Keeping our money in the bank comes natural to most of us, but investing does not. There are reasons why this is the case, such as perceived complexity, lack of understanding, fear of losing money etc. There are few options available currently that allow easy access and reduce complexity while at the same time allow people to get involved in the financial markets for what used to be a high cost exercise.
We often get asked:
‘I want to invest, what should I do?’
Usually, we need to assess whether you find it challenging to save money full stop. Sometimes that is the major issue, and hence at the end of the month there is simply nothing to invest. There have been few innovative approaches at helping people save, and Acorns has achieved a certain level of innovation in this arena. Acorns allows you to start saving by investing “spare change” and let’s you start building your investment account. For example, you buy a coffee that’s $3.50, Acorns’ round-up feature let’s you round that up to $4.00, by investing a small amount –$0.50 into your investment account by way of your linked checking account. A friend who never had an investment account or savings for that matter was able to save $200 within a month by just doing that. Quite impressive. Now there is a psychological effect there too, as once you see your account with at few hundred dollars, you may end up wanting to continue saving by yourself and just putting $200 or $300 in your account in one shot. That has been my experience with people that have an Acorns account.
Another set of people are those who have a full time job and a decent inflow of cash each month:
‘I save money myself and in the end of the month I have few hundred dollars I would like to invest. What should I do?’
You could still stay with Acorns and invest in their platform without using their round-up feature. Also, you may wish to consider Wealthfront and Charles Schwab. By placing your savings in their account you will be able to access diverse global investments. Schwab’s Intelligent Portfolios allow for some autonomy by allowing you to de-select certain investments. To be clear autonomy we speak about here is very limited.
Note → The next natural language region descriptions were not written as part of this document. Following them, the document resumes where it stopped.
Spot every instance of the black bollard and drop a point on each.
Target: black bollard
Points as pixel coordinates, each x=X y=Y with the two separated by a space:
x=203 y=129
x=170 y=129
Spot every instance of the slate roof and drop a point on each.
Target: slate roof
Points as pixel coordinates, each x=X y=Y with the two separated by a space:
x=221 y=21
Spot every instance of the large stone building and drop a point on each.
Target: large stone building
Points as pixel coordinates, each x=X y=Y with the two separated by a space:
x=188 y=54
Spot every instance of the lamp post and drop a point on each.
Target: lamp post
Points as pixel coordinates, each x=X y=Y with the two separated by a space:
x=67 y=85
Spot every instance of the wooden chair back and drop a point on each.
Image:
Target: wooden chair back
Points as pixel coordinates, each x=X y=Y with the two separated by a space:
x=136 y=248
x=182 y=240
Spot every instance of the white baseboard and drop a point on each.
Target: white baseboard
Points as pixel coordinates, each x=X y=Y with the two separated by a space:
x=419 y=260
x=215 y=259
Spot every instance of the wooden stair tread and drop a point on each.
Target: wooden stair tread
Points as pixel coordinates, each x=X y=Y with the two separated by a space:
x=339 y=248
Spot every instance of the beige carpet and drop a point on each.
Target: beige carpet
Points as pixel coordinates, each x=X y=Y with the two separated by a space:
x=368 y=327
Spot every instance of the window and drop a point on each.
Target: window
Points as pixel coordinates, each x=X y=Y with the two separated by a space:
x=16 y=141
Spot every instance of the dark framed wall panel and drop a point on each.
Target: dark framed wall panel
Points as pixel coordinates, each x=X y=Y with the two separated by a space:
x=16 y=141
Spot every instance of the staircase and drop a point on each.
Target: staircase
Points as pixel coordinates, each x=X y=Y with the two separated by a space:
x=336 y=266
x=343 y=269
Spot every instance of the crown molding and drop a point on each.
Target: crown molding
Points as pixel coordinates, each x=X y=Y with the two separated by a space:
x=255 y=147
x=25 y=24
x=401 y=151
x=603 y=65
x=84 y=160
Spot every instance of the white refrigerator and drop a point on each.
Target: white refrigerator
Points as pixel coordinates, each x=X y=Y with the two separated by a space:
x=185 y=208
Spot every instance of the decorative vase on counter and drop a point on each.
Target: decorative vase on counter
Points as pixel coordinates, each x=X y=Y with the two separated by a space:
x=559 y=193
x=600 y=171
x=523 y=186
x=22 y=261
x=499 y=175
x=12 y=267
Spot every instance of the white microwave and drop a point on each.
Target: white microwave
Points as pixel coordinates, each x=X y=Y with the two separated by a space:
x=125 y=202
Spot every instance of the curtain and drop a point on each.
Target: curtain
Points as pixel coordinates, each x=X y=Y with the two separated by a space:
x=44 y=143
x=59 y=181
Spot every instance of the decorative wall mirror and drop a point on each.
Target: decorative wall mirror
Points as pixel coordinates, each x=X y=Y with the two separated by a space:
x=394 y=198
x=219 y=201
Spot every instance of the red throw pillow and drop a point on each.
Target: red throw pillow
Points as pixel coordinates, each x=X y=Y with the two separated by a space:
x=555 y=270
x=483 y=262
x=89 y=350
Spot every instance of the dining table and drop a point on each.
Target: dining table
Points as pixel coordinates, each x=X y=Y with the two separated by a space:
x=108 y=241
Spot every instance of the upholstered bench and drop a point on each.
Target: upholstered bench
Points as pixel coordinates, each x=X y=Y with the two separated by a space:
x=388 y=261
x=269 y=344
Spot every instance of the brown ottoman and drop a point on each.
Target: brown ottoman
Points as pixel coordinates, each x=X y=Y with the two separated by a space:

For example, in Schwab they will be the ones that replace certain ETFs you de-select with other ETFs that are relatively similar, but you will not be able to express views on certain sectors or have the authority to choose the new ETF.
The next group we come across are people that have invested before, but are interested in what we are doing. Usually their comments are along the lines of:
‘I already have an investment account. I own some stocks, ETFs and some mutual funds. What do you do with your money?’
These are usually people that are more sophisticated and are looking to invest less in global diverse portfolios and more into sectors and single stocks. Single stocks are not our investment of choice as we do not think we have the in-depth knowledge of each company and there may be too many idiosyncratic risks associated with them. However, in the ETF space we like to use our ETF Miner. It utilizes institutional data we get from our partners at Intrinio and First Bridge and we run them through our data processing tool to bring it to our clients in a user friendly streamlined fashion. The ETF Miner currently processes US ETF issuers (around 2,000 of them). To clarify, it only means ETFs are issued by US issuers, but they could be tracking other countries (for example iShares Mexico ETF: EWW). You might have a view and want to invest in an ETF that expresses that view, still in a diversified fashion. For example, Semiconductor ETFs may own multiple stocks of semiconductor companies, rather than putting more of your eggs in one basket and going with a particular semiconductor stock.
With the help of a personal financial advisor, you may find that the ideas noted above could be viable options for you to get involved in stock and bond investing. Depending on where you are in the world of investing, and whether you need help saving money you may want to first get started on the savings track and then proceed from there.